Arterial and Venous Thromboembolic Complications in COVID-19 Patients

Arterial and Venous Thromboembolic Complications in COVID Patients | HealthSoul

The newness of COVID-19 has presented doctors and researchers with the task of gaining knowledge and understanding of the virus and its effects as rapidly as possible. This includes everything from how the virus affects the body to how to treat it to the long-term effects patients who have contracted it may experience.

With so many unknowns surrounding COVID-19, studies are being conducted left and right in an attempt to find the answers everyone is relying on. This is especially true of the complications associated with infection.

COVID-19 has been observed to cause cardiovascular complications, including serious events such as ischemic strokes, myocardial infarctions, and pulmonary embolisms.
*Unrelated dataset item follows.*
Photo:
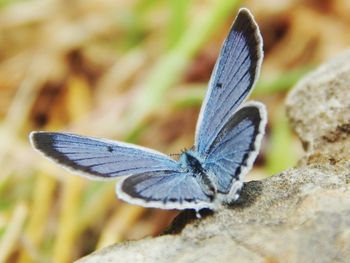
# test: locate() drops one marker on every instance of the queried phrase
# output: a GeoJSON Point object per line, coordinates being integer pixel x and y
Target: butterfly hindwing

To ascertain just how frequently these adverse outcomes occur, as well as what may contribute to them, a multicenter study was recently conducted.

The Study

Arterial and Venous Thromboembolic Complications in COVID Patients

1,114 COVID-19 patients were analyzed in retrospect to assess how frequently arterial and venous thromboembolic disease occurred, what the risk factors were, what the outcomes were, and what prevention or management patterns existed.

Patients were divided into groups based upon where they were cared for—intensive care, hospitalized but not in intensive care, or outpatient. Researchers were most concerned with a composite of adjudicated major arterial or venous thromboembolism.

Among these patients, diabetes (18%), hyperlipidemia (28.6%), and hypertension (35.8%) were common. 89.4% of patients in intensive care and 84.7% of those hospitalized but not in intensive care received prophylactic anticoagulation.


The intensive care cohort experienced the highest rate of major arterial or venous thromboembolism (35.3%), major cardiovascular adverse events (45.9%), and symptomatic venous thromboembolism (27%). The hospitalized but not in intensive care cohort experienced these outcomes at far less frequent rates (2.6%, 6.1%, and 2.2%, respectively), while the outpatient cohort did not experience any of these outcomes.

What it Means

COVID-19 patients with severe cases experienced a high frequency of major arterial or venous thromboembolism, major adverse cardiovascular events, and symptomatic venous thromboembolism. This was especially true of patients requiring intensive care, even when they received thromboprophylaxis.

In other words, cardiovascular complications are common in patients with severe cases of COVID-19. It must be noted that many patients had certain risk factors, as well, including diabetes, hyperlipidemia, and hypertension, which could have contributed to the severity of their case and adverse outcomes.

Doctors should be aware of these risk factors and the positive correlation between the severity of the COVID-19 case and adverse cardiovascular outcomes when treating COVID-19 patients.